Others, however, don't think it is time to relax. Instead, they see the uprooting of the tree of life as the start of something bigger. "It's part of a revolutionary change in biology," says Dupré. "Our standard model of evolution is under enormous pressure. We're clearly going to see evolution as much more about mergers and collaboration than change within isolated lineages."

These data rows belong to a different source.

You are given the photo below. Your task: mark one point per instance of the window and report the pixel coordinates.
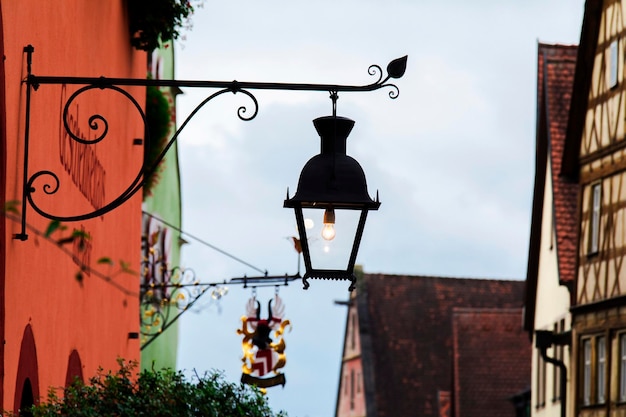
(586, 372)
(613, 64)
(556, 370)
(594, 370)
(594, 223)
(622, 367)
(601, 370)
(352, 389)
(541, 381)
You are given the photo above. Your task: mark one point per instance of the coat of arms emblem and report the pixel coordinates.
(262, 355)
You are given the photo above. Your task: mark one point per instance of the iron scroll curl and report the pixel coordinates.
(99, 123)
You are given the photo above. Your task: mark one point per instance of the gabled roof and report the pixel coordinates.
(555, 77)
(406, 336)
(582, 84)
(491, 361)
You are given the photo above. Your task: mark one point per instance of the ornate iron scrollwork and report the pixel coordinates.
(97, 122)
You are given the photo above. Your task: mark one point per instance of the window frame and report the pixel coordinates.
(613, 76)
(601, 369)
(621, 351)
(595, 217)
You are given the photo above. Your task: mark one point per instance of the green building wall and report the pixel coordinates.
(164, 202)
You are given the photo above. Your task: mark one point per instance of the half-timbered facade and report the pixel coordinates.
(595, 155)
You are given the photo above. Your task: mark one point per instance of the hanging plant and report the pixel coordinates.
(158, 120)
(151, 21)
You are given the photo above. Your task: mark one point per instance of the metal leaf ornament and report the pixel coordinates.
(263, 355)
(397, 67)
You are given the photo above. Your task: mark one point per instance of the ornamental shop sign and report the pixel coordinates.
(263, 356)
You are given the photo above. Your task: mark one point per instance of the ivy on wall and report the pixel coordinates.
(158, 120)
(151, 21)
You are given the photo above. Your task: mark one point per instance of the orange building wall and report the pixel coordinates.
(91, 318)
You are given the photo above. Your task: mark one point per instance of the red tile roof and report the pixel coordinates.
(555, 77)
(492, 360)
(406, 336)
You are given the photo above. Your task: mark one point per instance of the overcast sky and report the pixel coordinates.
(452, 157)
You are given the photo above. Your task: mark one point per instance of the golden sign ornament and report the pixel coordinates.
(263, 356)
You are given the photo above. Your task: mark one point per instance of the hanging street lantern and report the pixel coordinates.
(331, 204)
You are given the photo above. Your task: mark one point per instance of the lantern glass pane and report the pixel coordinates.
(335, 253)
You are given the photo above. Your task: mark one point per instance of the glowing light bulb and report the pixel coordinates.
(328, 232)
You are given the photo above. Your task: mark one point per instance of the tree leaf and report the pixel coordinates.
(396, 68)
(52, 227)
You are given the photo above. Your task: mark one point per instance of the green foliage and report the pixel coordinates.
(161, 393)
(158, 119)
(151, 21)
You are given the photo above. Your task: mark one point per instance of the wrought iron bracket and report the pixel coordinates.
(100, 126)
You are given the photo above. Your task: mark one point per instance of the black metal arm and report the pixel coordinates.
(98, 123)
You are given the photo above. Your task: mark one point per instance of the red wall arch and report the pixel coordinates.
(74, 368)
(27, 369)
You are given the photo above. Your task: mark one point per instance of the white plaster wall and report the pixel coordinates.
(552, 303)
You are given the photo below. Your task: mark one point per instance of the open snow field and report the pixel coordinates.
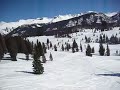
(67, 71)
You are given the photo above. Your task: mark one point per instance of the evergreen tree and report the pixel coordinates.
(50, 44)
(67, 46)
(81, 47)
(12, 47)
(88, 50)
(1, 52)
(93, 51)
(55, 48)
(37, 65)
(101, 49)
(62, 47)
(29, 48)
(50, 57)
(74, 46)
(44, 47)
(108, 51)
(44, 59)
(48, 41)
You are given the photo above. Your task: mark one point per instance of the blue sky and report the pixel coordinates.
(13, 10)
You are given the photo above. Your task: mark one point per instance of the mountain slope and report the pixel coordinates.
(87, 20)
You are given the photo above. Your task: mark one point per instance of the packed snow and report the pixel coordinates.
(67, 71)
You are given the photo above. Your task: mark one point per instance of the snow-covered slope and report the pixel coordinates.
(111, 14)
(8, 27)
(67, 71)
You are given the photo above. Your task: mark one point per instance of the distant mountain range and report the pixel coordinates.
(61, 23)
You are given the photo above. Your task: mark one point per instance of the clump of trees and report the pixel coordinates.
(37, 65)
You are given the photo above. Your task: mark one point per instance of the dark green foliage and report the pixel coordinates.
(48, 41)
(50, 57)
(37, 65)
(3, 44)
(101, 49)
(1, 52)
(74, 46)
(62, 47)
(50, 44)
(93, 51)
(88, 50)
(68, 46)
(81, 47)
(108, 51)
(44, 47)
(55, 48)
(12, 47)
(44, 59)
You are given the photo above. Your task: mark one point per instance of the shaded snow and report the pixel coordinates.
(67, 71)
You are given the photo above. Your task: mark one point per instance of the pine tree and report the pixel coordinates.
(44, 47)
(37, 66)
(1, 52)
(12, 47)
(93, 51)
(62, 47)
(55, 48)
(44, 59)
(108, 51)
(88, 50)
(74, 46)
(50, 44)
(101, 49)
(29, 48)
(81, 47)
(50, 57)
(48, 41)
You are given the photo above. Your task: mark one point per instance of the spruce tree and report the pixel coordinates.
(12, 47)
(62, 47)
(50, 44)
(101, 49)
(108, 51)
(93, 51)
(55, 48)
(81, 47)
(74, 46)
(88, 50)
(44, 59)
(37, 65)
(50, 57)
(44, 47)
(1, 52)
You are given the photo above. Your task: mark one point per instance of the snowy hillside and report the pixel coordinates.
(67, 71)
(8, 27)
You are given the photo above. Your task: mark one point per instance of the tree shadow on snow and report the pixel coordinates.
(26, 72)
(25, 59)
(6, 58)
(113, 74)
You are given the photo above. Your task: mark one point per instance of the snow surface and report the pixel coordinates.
(111, 14)
(6, 27)
(67, 71)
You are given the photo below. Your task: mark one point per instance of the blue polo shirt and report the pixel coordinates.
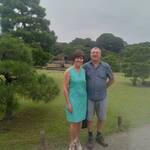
(96, 79)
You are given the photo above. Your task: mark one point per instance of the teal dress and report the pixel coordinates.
(77, 95)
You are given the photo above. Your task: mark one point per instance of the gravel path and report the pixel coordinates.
(136, 139)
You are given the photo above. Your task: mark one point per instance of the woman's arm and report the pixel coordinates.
(66, 87)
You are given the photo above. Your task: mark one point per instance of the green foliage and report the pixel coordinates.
(14, 49)
(25, 19)
(137, 62)
(40, 57)
(17, 76)
(110, 42)
(42, 88)
(8, 101)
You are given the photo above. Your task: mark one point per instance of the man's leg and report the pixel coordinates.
(90, 114)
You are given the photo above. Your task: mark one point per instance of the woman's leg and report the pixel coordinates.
(78, 130)
(73, 132)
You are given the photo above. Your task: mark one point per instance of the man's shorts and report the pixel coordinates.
(98, 107)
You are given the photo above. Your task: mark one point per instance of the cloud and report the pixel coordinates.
(128, 19)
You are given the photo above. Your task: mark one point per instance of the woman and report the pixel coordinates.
(76, 98)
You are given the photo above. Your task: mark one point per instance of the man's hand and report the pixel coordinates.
(69, 107)
(110, 82)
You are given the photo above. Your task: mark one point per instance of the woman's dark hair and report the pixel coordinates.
(78, 54)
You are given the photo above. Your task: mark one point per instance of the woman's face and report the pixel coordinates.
(78, 61)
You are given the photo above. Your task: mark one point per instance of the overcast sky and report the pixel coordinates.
(129, 19)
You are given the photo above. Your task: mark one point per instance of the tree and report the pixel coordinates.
(110, 42)
(137, 62)
(17, 76)
(25, 19)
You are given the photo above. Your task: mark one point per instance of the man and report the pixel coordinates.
(99, 77)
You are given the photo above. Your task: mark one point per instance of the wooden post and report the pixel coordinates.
(43, 143)
(119, 122)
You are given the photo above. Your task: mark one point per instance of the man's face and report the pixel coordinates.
(95, 54)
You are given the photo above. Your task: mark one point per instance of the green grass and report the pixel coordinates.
(23, 132)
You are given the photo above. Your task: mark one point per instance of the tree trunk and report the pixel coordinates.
(8, 113)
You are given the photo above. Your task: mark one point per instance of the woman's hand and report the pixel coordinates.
(69, 107)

Rose goes even further. "The tree of life is being politely buried, we all know that," he says. "What's less accepted is that our whole fundamental view of biology needs to change." Biology is vastly more complex than we thought, he says, and facing up to this complexity will be as scary as the conceptual upheavals physicists had to take on board in the early 20th century.
If he is right, the tree concept could become biology's equivalent of Newtonian mechanics: revolutionary and hugely successful in its time, but ultimately too simplistic to deal with the messy real world. "The tree of life was useful," says Bapteste. "It helped us to understand that evolution was real. But now we know more about evolution, it's time to move on."